How did your program do this year? That's what we asked a lot of advisors, program managers and pundits for the 2011 Outlook. We found the responses to be a mixed bag—but generally more positive than the year before. While some programs are still struggling, others are moving full steam ahead. What made the difference?

A key ingredient was support from top management. As Marc Vosen, president of the Bank Insurance and Securities Association and head of Key Investment Services, told me, "If you have a best practice model and didn't have support of the depository institution, you've got nothing. But even if you have mediocre models, as long as you have the support of the institution, you've got a lot."

Then, of course, you have to implement on a number of different levels, which include good technology, a wide variety of products and quality staff. Where banks are still working with outdated or clunky technology and it seems many out there still are, they will have a hard time supporting their reps who face clients. That can undermine the efforts of even the most ingenious and concerned advisor.

Second, if you are still pushing products, you are playing a losing game. Increasingly, financial services is more about the service. That doesn't mean that selling an annuity isn't the proper way to serve a client, but it's no longer what most platform reps, and certainly most advisors, should lead with.
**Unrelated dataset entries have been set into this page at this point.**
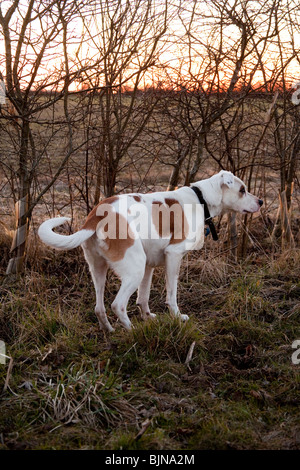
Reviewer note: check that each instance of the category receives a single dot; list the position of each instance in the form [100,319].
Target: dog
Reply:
[134,233]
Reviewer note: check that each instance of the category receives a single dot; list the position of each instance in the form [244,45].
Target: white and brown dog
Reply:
[133,233]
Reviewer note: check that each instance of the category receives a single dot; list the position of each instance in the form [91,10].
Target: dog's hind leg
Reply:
[144,294]
[172,264]
[131,270]
[98,268]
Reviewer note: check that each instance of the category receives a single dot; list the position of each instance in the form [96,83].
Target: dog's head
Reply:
[235,196]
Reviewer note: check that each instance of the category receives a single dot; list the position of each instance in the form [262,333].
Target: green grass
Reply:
[73,387]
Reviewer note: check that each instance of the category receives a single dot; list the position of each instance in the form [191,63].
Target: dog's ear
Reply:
[227,178]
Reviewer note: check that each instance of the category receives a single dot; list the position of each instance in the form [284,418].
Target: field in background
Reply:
[73,387]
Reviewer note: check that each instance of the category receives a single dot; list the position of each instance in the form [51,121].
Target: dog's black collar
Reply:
[208,219]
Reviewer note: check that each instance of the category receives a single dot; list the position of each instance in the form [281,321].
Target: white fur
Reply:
[61,242]
[222,193]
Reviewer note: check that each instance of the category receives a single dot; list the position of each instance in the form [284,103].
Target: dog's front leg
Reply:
[172,263]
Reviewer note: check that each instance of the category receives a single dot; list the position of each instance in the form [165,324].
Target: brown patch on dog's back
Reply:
[117,247]
[169,220]
[121,236]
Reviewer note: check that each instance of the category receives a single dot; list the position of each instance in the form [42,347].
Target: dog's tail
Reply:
[62,242]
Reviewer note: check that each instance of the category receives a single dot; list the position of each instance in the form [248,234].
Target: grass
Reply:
[73,387]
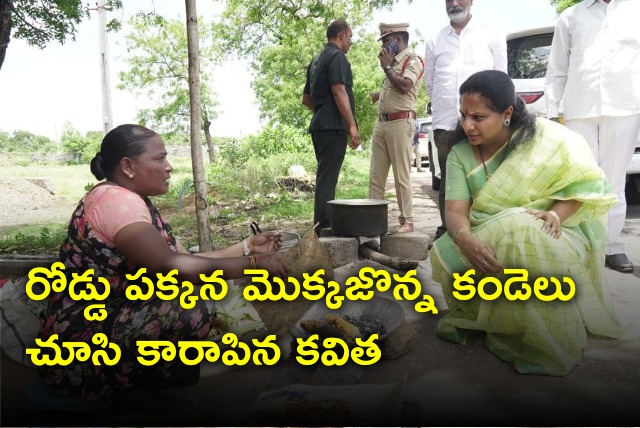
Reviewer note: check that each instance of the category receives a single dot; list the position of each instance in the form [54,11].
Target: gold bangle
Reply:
[464,229]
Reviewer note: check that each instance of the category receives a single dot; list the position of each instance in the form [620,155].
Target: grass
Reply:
[237,196]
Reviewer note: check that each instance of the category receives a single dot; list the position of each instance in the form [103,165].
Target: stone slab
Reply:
[342,251]
[411,245]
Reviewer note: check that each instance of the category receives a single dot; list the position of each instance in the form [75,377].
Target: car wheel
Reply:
[435,182]
[632,189]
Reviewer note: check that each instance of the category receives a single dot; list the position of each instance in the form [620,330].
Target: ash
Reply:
[366,325]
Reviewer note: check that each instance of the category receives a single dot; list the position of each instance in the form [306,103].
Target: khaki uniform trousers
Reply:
[391,146]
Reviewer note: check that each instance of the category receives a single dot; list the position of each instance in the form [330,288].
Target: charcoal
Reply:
[366,325]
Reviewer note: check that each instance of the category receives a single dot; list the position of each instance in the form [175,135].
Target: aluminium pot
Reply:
[358,217]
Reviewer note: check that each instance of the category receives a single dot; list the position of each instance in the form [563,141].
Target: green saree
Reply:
[535,336]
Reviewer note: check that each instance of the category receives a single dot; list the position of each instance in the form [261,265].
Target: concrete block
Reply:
[325,231]
[411,245]
[342,251]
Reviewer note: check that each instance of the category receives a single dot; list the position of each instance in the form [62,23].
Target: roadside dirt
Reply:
[443,383]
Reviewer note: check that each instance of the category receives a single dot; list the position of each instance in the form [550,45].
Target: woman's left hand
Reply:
[265,242]
[551,224]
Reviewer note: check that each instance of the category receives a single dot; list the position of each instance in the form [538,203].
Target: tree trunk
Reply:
[5,29]
[210,145]
[200,184]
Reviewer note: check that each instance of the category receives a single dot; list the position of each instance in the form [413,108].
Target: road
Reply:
[443,383]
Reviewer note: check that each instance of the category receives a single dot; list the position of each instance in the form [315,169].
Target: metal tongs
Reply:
[255,228]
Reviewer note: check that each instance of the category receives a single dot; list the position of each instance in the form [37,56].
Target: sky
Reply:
[40,90]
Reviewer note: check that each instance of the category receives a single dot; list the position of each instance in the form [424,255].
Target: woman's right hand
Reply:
[480,255]
[277,264]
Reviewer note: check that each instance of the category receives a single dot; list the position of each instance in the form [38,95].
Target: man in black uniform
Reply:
[328,94]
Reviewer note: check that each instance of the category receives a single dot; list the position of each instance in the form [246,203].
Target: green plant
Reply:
[33,239]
Of course, not every client needs an individualized interview or financial plan. But clients need to feel that you are offering something they can't get at the next bank down the block or the next number they call. That means establishing a relationship, regardless of how brief, where customers feel that you care about them more than your own—or the bank's—bottom line. Even if you're just talking to them on the phone or chatting over the web, the main thing is that the client doesn't walk away neutral, but feeling good.